Namespaces

Types in MathNet.Filtering.Kalman

Type SquareRootFilter

Namespace MathNet.Filtering.Kalman

Interfaces IKalmanFilter

An alternate form of the discrete time kalman filter, less prone to roundoff errors.
Square root filtering is designed to produce more stable covariance matrices by performing decomposition of the covariance matrix to ensure that roundoff errors do not occur.

This particular implementation stores the covariance in a UDU' decomposed form, and uses a Thornton UD update and a Bierman observational update algorithm.
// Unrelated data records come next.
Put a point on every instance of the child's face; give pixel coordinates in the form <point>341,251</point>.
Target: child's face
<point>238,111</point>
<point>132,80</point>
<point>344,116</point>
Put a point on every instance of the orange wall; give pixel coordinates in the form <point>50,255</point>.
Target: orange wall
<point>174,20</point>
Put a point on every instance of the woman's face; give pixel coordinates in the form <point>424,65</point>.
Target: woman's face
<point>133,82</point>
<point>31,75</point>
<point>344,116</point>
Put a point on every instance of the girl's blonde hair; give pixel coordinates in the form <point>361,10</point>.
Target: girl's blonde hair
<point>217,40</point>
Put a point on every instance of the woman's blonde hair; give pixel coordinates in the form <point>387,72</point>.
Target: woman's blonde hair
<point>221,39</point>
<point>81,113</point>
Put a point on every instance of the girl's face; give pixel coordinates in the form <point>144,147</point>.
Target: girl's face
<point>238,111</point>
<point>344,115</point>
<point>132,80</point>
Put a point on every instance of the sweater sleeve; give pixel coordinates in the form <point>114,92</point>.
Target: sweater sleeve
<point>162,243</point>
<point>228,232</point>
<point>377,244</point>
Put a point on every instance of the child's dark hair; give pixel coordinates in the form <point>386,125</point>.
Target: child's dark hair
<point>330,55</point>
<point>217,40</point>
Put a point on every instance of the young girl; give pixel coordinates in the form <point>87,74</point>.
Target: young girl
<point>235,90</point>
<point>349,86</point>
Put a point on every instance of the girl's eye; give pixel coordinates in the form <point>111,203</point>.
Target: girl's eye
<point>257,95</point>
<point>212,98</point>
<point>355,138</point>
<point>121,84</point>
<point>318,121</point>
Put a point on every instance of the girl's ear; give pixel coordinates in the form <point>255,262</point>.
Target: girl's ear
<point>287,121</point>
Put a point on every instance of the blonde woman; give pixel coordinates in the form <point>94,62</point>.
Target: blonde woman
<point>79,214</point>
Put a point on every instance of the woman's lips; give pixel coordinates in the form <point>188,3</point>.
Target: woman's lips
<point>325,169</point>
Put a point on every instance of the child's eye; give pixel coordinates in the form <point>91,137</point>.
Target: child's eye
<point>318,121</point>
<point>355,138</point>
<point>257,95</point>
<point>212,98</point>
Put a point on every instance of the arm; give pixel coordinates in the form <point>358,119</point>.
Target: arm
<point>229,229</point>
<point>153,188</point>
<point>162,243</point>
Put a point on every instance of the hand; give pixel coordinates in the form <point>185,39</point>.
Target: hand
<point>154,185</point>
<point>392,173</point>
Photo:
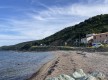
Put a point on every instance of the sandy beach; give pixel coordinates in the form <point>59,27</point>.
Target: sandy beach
<point>66,62</point>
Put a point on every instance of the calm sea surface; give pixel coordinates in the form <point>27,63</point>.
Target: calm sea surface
<point>21,65</point>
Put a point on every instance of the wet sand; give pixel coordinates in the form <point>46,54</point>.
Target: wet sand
<point>66,62</point>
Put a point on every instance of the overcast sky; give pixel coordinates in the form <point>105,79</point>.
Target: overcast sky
<point>25,20</point>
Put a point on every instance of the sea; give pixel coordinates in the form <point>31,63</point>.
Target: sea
<point>21,65</point>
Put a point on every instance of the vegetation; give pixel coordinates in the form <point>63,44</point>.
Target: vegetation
<point>71,35</point>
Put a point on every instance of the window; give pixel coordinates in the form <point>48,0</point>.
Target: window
<point>94,37</point>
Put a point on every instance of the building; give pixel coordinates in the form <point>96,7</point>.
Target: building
<point>95,38</point>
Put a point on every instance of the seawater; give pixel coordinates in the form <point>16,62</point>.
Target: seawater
<point>21,65</point>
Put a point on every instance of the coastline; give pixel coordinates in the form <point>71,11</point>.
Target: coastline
<point>66,62</point>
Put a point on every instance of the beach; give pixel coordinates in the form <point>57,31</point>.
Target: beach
<point>66,62</point>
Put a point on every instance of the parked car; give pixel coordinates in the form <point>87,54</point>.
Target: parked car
<point>97,45</point>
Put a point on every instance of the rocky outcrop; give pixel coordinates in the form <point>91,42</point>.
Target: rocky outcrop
<point>80,75</point>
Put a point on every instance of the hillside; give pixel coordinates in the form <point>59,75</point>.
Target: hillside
<point>96,24</point>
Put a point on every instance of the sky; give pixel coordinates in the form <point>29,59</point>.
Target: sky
<point>27,20</point>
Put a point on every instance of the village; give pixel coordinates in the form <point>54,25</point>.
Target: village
<point>96,40</point>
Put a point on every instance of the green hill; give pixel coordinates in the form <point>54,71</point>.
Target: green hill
<point>96,24</point>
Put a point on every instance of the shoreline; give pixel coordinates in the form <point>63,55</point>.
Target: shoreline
<point>38,75</point>
<point>66,62</point>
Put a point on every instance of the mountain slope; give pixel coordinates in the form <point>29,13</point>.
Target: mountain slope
<point>96,24</point>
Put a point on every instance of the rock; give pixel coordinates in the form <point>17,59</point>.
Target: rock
<point>90,77</point>
<point>62,77</point>
<point>79,74</point>
<point>65,77</point>
<point>98,75</point>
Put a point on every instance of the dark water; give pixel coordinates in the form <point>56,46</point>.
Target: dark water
<point>21,65</point>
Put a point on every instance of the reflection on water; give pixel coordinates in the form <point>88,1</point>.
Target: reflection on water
<point>21,65</point>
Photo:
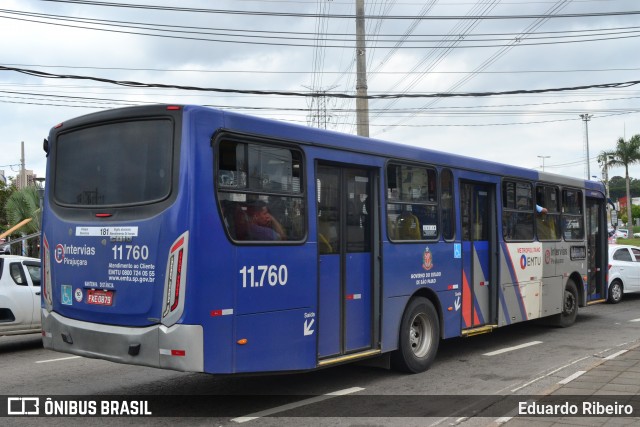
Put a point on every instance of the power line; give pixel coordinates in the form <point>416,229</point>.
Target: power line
<point>255,39</point>
<point>340,16</point>
<point>126,83</point>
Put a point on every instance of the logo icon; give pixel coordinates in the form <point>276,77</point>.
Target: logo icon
<point>78,294</point>
<point>23,406</point>
<point>523,262</point>
<point>427,259</point>
<point>65,297</point>
<point>59,253</point>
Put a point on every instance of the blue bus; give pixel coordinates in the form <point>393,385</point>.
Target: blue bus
<point>188,238</point>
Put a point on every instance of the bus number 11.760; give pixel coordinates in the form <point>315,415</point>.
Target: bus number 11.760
<point>130,252</point>
<point>274,275</point>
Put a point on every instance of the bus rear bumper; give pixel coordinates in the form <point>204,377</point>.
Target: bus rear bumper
<point>178,347</point>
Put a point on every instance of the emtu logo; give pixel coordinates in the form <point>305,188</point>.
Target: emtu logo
<point>59,253</point>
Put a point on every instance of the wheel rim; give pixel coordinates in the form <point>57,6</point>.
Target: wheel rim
<point>569,302</point>
<point>616,291</point>
<point>420,335</point>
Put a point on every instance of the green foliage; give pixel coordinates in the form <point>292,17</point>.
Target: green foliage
<point>5,192</point>
<point>23,204</point>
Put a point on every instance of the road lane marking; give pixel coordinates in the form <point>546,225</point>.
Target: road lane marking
<point>549,374</point>
<point>614,355</point>
<point>288,406</point>
<point>508,349</point>
<point>571,377</point>
<point>58,360</point>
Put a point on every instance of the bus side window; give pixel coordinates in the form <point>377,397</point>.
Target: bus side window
<point>517,216</point>
<point>248,173</point>
<point>412,196</point>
This means that there are no square roots performed as part of this.

Constructors

Methods

Properties

Public Constructors

SquareRootFilter(Matrix<double> x0, Matrix<double> P0)

Creates a square root filter with given initial state.
Parameters
Matrix<double> x0

Initial state estimate.

Matrix<double> P0

Covariance of initial state estimate.

Public Methods

bool Equals(object obj)

int GetHashCode()

Type GetType()

void Predict(Matrix<double> F)

Performs a prediction of the state of the system after a given transition.
Parameters
Matrix<double> F

State transition matrix.

void Predict(Matrix<double> F, Matrix<double> G, Matrix<double> Q)

Performs a prediction of the state of the system after a given transition.
Parameters
Matrix<double> F

State transition matrix.

Matrix<double> G

Noise coupling matrix.

Matrix<double> Q

Noise covariance matrix.

string ToString()

void Update(Matrix<double> z, Matrix<double> H, Matrix<double> R)

Updates the state of the system based on the given noisy measurements, a description of how those measurements relate to the system, and a covariance Matrix to describe the noise of the system.
Parameters
Matrix<double> z

The measurements of the system.

Matrix<double> H

Measurement model.

Matrix<double> R

Covariance of measurements.

Public Properties

Matrix<double> Cov get;

The covariance of the state estimate.

Matrix<double> State get;

The estimate of the current state of the system.